Endesa Jumps Most in Six Months After Scrapping Dividend

Feb 27, 2013 11:44 am ET

(Updates with closing shares from first paragraph.)

Feb. 27 (Bloomberg) -- Endesa SA suspended its annual dividend for the first time after the Spanish government raised taxes on utilities during a recession. The shares rose the most in six months.

The electricity supplier majority-owned by Italy’s Enel SpA announced the halt today after saying net income dropped 8 percent to 2.03 billion ($2.66 billion) last year. Keeping the 60.6 euro-cent a share dividend paid last year would have cost Madrid-based Endesa 641 million euros.

The 68 year-old utility joins a group of Spain’s biggest companies including Telefonica SA that canceled dividends or paid them in stock, which dilutes earnings per share, as the economy heads into a second year of recession that’s curbing consumer spending and power use.

The government decreed new taxes on utilities in the past year, including a new 7 percent levy on income from generating electricity, as it struggles to curb a swelling budget deficit that’s compounded by the recession. Power demand fell about 1.2 percent last year.

Endesa’s gained 4.8 percent to close at 17.18 euros in Madrid, erasing an earlier 3.3 percent loss. That beat the 2 percent gain in Spain’s benchmark IBEX 35 and the 1.4 percent increase in the Bloomberg EMEA Electric Index.

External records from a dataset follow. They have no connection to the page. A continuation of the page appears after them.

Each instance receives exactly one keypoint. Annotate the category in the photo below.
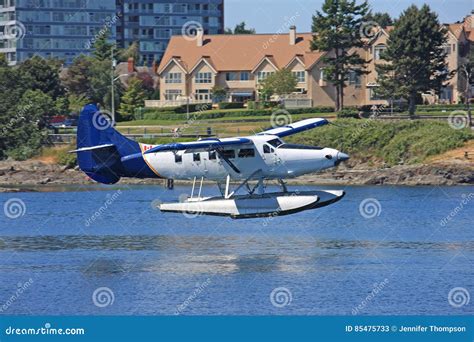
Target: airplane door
(269, 155)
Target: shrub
(348, 113)
(67, 159)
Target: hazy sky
(276, 15)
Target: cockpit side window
(275, 142)
(267, 149)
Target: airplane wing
(296, 127)
(201, 145)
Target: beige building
(190, 68)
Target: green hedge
(230, 105)
(215, 114)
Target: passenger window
(228, 153)
(267, 149)
(246, 153)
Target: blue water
(329, 261)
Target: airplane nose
(342, 156)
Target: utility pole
(467, 94)
(112, 74)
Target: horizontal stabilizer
(91, 148)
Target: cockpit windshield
(275, 142)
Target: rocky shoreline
(18, 176)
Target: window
(203, 77)
(203, 95)
(228, 153)
(354, 78)
(275, 142)
(322, 77)
(374, 95)
(173, 77)
(244, 76)
(262, 75)
(172, 94)
(300, 76)
(447, 49)
(378, 51)
(267, 149)
(231, 76)
(246, 153)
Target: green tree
(42, 74)
(132, 99)
(415, 56)
(240, 29)
(282, 82)
(26, 129)
(383, 19)
(337, 30)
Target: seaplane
(106, 156)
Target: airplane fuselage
(270, 155)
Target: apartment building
(67, 28)
(53, 28)
(152, 23)
(190, 69)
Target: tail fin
(100, 148)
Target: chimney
(199, 37)
(130, 65)
(292, 35)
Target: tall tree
(132, 99)
(337, 31)
(415, 56)
(383, 19)
(42, 74)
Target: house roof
(240, 52)
(456, 29)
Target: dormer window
(203, 77)
(378, 51)
(173, 77)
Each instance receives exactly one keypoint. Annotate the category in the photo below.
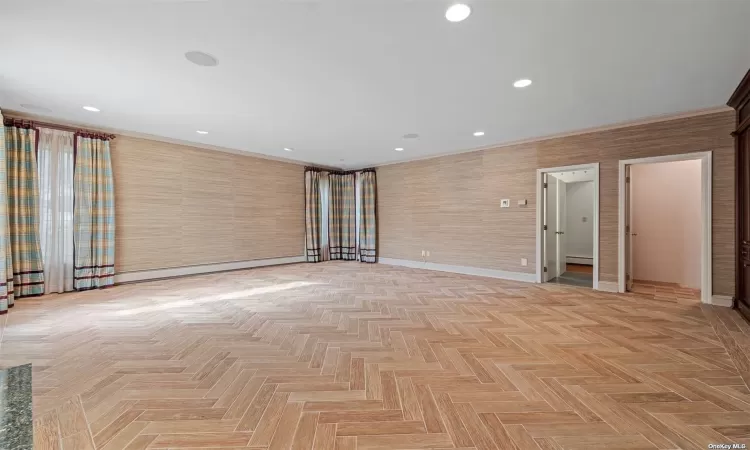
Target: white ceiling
(341, 81)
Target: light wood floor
(352, 356)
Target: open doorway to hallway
(665, 227)
(568, 225)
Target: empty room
(374, 224)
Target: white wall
(666, 216)
(580, 220)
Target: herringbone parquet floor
(346, 356)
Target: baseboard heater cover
(155, 274)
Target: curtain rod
(36, 124)
(337, 172)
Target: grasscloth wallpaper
(182, 206)
(451, 205)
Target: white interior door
(562, 250)
(551, 251)
(628, 232)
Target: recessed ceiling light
(457, 12)
(201, 59)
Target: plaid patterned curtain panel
(6, 259)
(368, 219)
(23, 212)
(93, 214)
(342, 218)
(312, 216)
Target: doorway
(665, 226)
(568, 225)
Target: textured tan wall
(451, 205)
(181, 206)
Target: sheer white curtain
(55, 165)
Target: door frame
(706, 204)
(540, 217)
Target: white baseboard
(722, 300)
(608, 286)
(466, 270)
(128, 277)
(579, 260)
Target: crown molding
(151, 137)
(615, 126)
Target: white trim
(706, 203)
(608, 286)
(142, 275)
(540, 217)
(579, 132)
(466, 270)
(722, 300)
(587, 261)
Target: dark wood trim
(741, 94)
(337, 172)
(9, 121)
(737, 224)
(742, 127)
(740, 101)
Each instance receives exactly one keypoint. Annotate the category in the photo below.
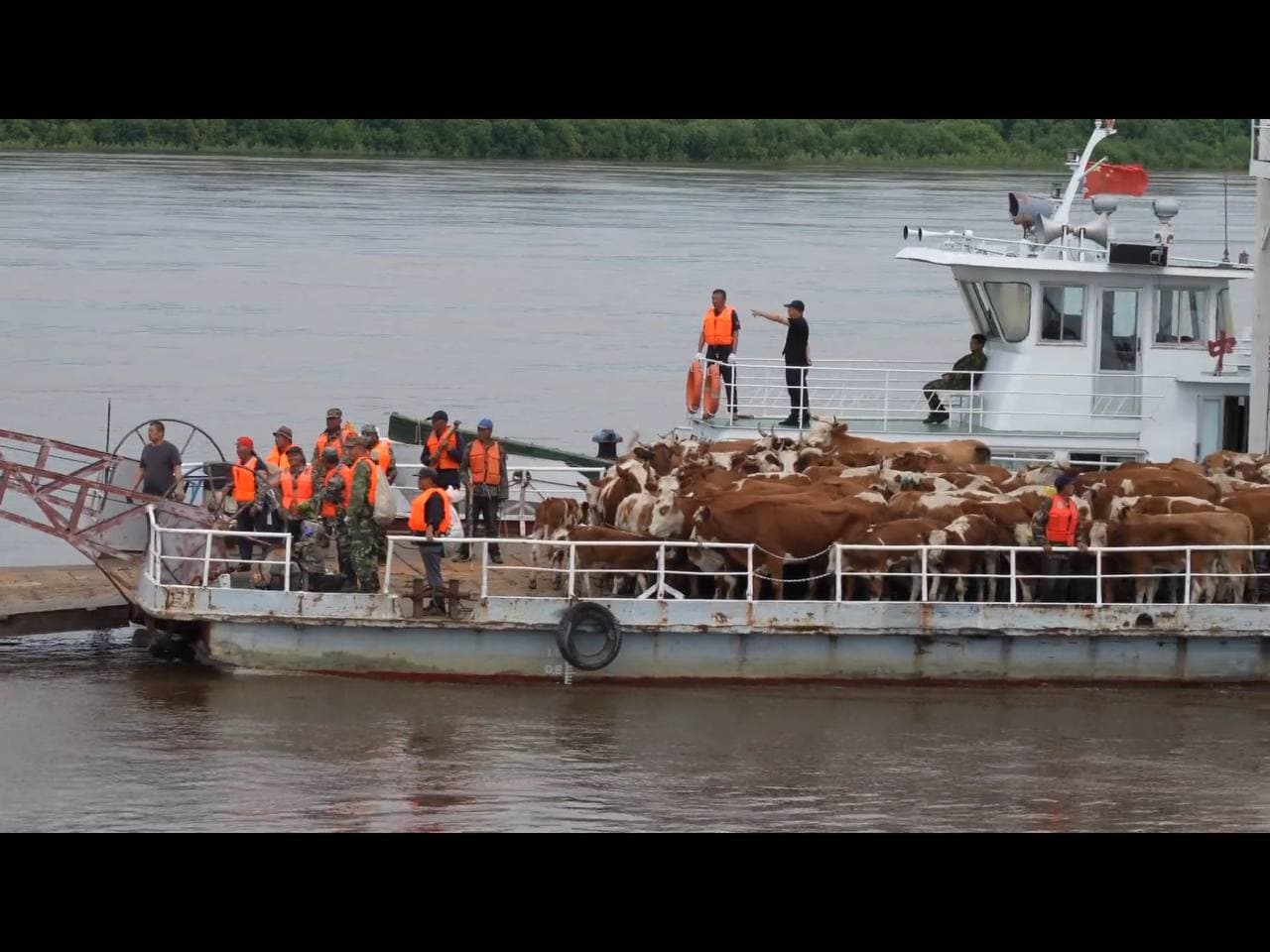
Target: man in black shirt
(160, 463)
(798, 358)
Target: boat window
(1119, 345)
(1224, 312)
(1011, 304)
(1182, 317)
(1062, 312)
(978, 306)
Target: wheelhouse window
(1182, 316)
(979, 308)
(1119, 345)
(1224, 312)
(1062, 313)
(1011, 306)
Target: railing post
(885, 400)
(749, 572)
(971, 403)
(837, 572)
(525, 484)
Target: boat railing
(527, 486)
(1070, 249)
(190, 556)
(1005, 574)
(892, 395)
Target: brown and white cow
(553, 520)
(617, 562)
(1187, 530)
(960, 563)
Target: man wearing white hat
(484, 474)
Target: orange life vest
(296, 489)
(488, 471)
(277, 458)
(418, 524)
(716, 327)
(373, 484)
(444, 462)
(1061, 526)
(382, 456)
(338, 439)
(327, 508)
(244, 480)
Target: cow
(966, 531)
(553, 520)
(617, 561)
(1175, 531)
(835, 438)
(875, 565)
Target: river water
(244, 294)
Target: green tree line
(1159, 144)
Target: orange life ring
(712, 390)
(693, 394)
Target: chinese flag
(1115, 180)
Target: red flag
(1115, 180)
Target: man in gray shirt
(160, 463)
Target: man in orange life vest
(246, 493)
(1055, 525)
(431, 515)
(484, 474)
(720, 336)
(445, 458)
(277, 457)
(295, 484)
(336, 433)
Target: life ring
(712, 388)
(588, 619)
(693, 393)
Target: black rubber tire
(585, 612)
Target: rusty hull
(699, 640)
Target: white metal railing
(890, 394)
(1065, 249)
(525, 481)
(926, 567)
(924, 575)
(157, 558)
(656, 569)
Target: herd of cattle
(795, 499)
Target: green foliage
(1159, 144)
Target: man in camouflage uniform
(333, 492)
(964, 376)
(366, 537)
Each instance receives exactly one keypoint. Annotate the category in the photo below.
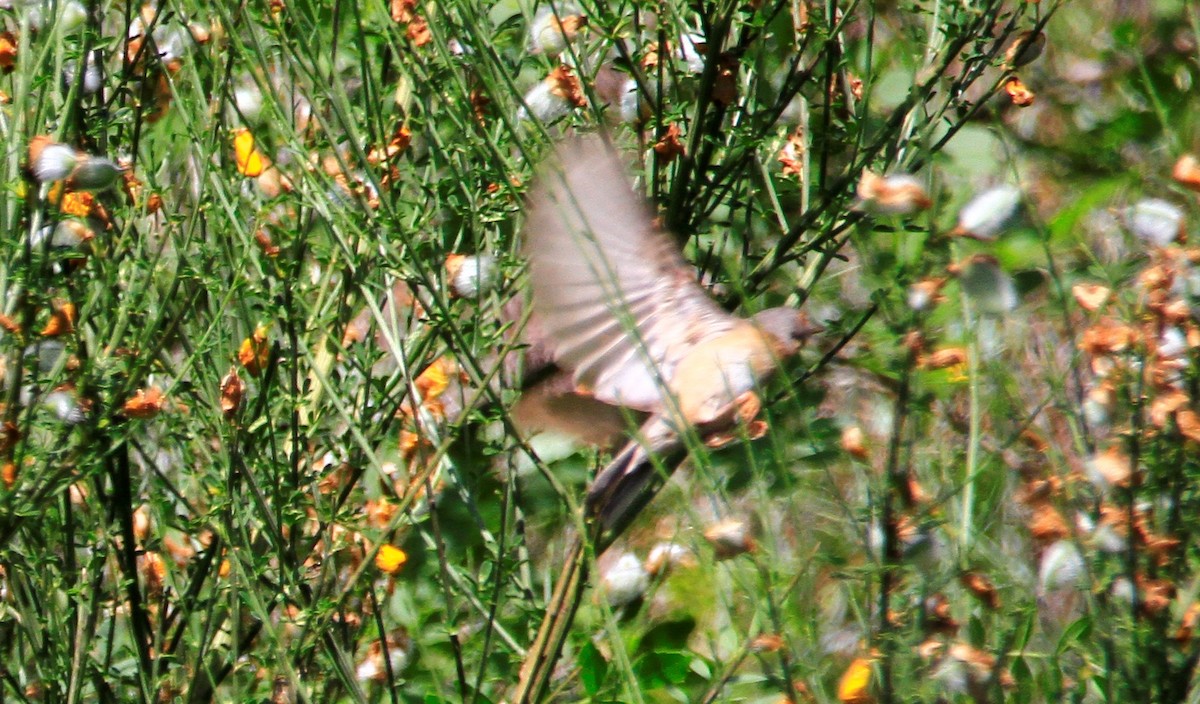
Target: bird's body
(618, 305)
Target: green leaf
(593, 668)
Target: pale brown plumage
(622, 308)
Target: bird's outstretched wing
(612, 290)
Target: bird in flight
(619, 306)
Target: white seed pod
(72, 16)
(95, 173)
(988, 286)
(1061, 567)
(543, 104)
(65, 405)
(471, 276)
(249, 101)
(553, 29)
(669, 554)
(67, 234)
(691, 50)
(48, 353)
(925, 294)
(985, 215)
(51, 161)
(1155, 221)
(625, 581)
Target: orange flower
(7, 52)
(145, 403)
(61, 320)
(255, 352)
(233, 390)
(1187, 172)
(945, 357)
(670, 146)
(855, 683)
(1090, 296)
(419, 31)
(792, 155)
(565, 85)
(250, 161)
(403, 11)
(263, 239)
(390, 559)
(1019, 92)
(1048, 524)
(979, 585)
(852, 441)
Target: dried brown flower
(670, 146)
(145, 403)
(233, 390)
(1019, 92)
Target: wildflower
(1019, 92)
(1108, 337)
(1188, 422)
(255, 353)
(9, 44)
(852, 441)
(233, 390)
(669, 554)
(624, 581)
(1187, 172)
(65, 403)
(925, 294)
(1048, 524)
(791, 156)
(390, 559)
(893, 194)
(985, 215)
(471, 275)
(553, 97)
(249, 160)
(1024, 49)
(1090, 296)
(61, 320)
(1155, 221)
(145, 403)
(853, 687)
(730, 537)
(375, 669)
(91, 73)
(767, 643)
(670, 146)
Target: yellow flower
(251, 162)
(390, 559)
(852, 689)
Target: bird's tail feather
(633, 477)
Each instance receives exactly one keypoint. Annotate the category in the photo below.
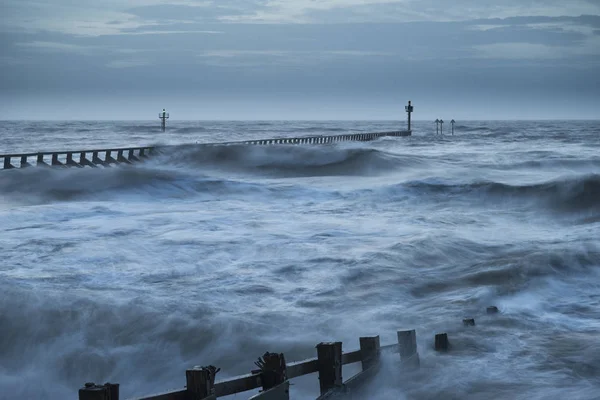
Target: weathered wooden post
(70, 161)
(24, 163)
(441, 342)
(84, 161)
(55, 161)
(91, 391)
(369, 351)
(201, 382)
(131, 156)
(407, 342)
(409, 109)
(329, 360)
(40, 160)
(164, 116)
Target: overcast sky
(299, 59)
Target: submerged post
(164, 116)
(91, 391)
(409, 109)
(329, 361)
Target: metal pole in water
(164, 116)
(409, 109)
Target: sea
(215, 255)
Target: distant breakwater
(106, 157)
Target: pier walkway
(96, 158)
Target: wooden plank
(279, 392)
(300, 368)
(174, 395)
(351, 357)
(92, 391)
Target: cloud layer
(302, 51)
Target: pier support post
(91, 391)
(70, 161)
(55, 161)
(329, 360)
(7, 164)
(369, 351)
(200, 382)
(441, 342)
(40, 160)
(164, 116)
(24, 163)
(407, 342)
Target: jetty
(274, 374)
(103, 158)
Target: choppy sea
(215, 255)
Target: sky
(299, 59)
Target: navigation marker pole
(164, 116)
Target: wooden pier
(274, 374)
(107, 157)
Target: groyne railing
(274, 374)
(106, 157)
(78, 158)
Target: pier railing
(78, 158)
(274, 374)
(107, 157)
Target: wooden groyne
(274, 374)
(107, 157)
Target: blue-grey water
(215, 255)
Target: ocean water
(215, 255)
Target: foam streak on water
(216, 255)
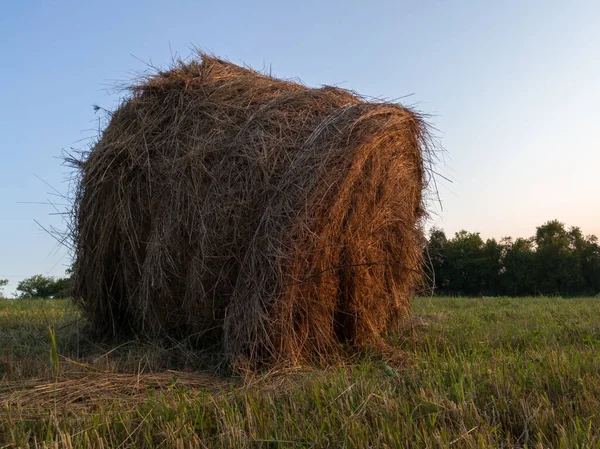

The company reported operating cash flow slid 10 percent to 5.25 billion euros in 2012, noting that some of the new government measures didn’t take effect until 2013. Enel, which owns about 92 percent of Endesa, carried out “synergies” that saved 1.05 billion euros, Endesa said in a statement today.

Even with the tougher business environment, Endesa shares have gained 10 percent in the last three months, beating the 3.1 percent decline of the Bloomberg EMEA Electric Index.